Remembering the Nation's Fallen Astronauts

Today is NASA’s Day of Remembrance, honoring the astronauts who lost their lives in the cause of space exploration.

The nation’s three human spaceflight tragedies occurred years apart, but on days very close to each other.  NASA commemorates all three on a single day.

On January 27, 1967, the Apollo 204 fire took the lives of the first Apollo crew.  Virgil “Gus” Grissom, Ed White, and Roger Chaffee were killed when fire swept through the 100 percent oxygen atmosphere of their Apollo capsule during a ground test.  The origin of the spark that started the fire was never definitively determined, but was thought to be from electrical arcing.  If launched, it would have been called Apollo 1, but is more commonly referred to as Apollo 204.

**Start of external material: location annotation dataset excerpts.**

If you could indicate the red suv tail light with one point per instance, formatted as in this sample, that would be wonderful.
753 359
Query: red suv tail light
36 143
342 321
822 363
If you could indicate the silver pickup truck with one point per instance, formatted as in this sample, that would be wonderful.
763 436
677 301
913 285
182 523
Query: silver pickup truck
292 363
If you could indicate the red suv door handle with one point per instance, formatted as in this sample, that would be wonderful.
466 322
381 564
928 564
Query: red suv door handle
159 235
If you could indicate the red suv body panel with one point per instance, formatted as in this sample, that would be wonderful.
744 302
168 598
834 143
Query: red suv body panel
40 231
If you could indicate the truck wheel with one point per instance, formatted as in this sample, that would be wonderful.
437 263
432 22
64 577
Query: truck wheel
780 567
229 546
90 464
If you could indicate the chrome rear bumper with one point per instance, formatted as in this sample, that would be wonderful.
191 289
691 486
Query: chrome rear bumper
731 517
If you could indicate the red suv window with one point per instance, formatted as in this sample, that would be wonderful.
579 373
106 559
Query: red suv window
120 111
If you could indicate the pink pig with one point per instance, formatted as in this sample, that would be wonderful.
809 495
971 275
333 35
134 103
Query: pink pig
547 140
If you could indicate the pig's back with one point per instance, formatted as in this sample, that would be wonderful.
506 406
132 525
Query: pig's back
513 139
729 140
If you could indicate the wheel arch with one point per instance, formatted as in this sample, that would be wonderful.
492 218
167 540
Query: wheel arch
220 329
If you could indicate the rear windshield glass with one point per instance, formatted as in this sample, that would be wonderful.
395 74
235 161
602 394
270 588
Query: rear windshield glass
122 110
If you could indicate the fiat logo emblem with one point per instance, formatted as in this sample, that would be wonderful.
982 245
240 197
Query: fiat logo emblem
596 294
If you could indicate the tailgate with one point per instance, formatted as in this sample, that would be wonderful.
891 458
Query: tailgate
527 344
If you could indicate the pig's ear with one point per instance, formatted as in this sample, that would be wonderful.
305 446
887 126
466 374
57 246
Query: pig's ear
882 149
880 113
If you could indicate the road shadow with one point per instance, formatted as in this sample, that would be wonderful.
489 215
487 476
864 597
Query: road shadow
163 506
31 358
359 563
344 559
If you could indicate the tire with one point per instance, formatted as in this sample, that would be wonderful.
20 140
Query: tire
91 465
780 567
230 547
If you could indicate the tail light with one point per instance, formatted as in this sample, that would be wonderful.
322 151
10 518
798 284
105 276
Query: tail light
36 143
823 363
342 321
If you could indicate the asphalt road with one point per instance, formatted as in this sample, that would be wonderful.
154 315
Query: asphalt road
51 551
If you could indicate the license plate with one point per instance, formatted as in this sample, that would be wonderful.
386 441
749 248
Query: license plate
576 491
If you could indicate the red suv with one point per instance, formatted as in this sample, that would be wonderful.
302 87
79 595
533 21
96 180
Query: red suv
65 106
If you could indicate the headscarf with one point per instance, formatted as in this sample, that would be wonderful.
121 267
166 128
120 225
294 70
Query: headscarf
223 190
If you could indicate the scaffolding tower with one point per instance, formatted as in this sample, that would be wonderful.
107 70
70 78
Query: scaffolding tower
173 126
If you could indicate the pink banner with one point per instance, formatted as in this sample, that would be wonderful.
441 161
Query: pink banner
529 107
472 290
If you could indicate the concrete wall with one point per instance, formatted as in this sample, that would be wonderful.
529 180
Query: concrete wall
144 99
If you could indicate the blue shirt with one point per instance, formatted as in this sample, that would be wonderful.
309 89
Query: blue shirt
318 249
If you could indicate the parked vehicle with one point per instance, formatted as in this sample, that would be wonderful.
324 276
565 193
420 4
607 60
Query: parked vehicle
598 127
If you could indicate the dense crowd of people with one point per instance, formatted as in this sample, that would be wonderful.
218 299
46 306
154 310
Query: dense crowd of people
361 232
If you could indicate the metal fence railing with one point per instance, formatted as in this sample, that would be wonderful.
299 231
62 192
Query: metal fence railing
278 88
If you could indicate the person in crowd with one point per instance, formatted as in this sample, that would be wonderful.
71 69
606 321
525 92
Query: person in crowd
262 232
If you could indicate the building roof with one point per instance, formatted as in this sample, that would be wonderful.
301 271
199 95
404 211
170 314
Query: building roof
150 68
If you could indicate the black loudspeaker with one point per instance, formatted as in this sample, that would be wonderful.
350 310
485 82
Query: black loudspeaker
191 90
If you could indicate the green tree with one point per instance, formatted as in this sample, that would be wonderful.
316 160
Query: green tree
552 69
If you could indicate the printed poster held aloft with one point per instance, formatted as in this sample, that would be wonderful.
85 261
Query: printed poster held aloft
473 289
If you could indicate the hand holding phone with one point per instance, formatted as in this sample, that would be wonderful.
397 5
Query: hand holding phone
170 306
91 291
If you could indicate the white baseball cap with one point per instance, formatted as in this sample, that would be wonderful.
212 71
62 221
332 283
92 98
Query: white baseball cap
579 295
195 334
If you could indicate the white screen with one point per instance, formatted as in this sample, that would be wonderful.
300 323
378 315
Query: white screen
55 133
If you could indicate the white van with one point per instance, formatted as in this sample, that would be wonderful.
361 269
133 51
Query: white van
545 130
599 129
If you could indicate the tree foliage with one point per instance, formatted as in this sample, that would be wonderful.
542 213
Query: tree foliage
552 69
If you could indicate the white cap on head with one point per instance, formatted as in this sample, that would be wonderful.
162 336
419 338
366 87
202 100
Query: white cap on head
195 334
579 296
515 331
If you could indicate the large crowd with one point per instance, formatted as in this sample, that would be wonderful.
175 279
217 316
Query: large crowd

On January 28, 1986, the seven crew members of space shuttle Challenger (STS 51-L) were killed when an O-ring in one of the solid rocket boosters failed and caused a catastrophic explosion 73 seconds after launch.   NASA astronauts Dick Scobee, Mike Smith, Judy Resnik, Ellison Onizuka and Ron McNair, together with “teacher in space” Christa McAuliffe and Hughes Aircraft payload specialist Greg Jarvis, died.

On February 1, 2003, the space shuttle Columbia (STS-107) disintegrated as it returned from a two-week mission in space as the orbiter was torn apart by aerodynamic forces after superheated air (plasma) entered one of its wings through a hole and deformed it.   The hole was created by debris falling from the External Tank during launch.  NASA astronauts Rick Husband, William McCool, Michael Anderson, David Brown, Kalpana Chawla, and Laurel Clark, along with Israeli payload specialist Ilan Ramon, were killed.  

Today, President Obama issued a statement saying that “it is our duty to honor them the way they would have wanted to be honored — by focusing our sights on the next horizon.”

NASA Administrator Charles Bolden, himself a former space shuttle astronaut, released a video message and paid tribute to the crews at memorials to them at Arlington National Cemetery.  A wreath-laying ceremony also took place at Kennedy Space Center.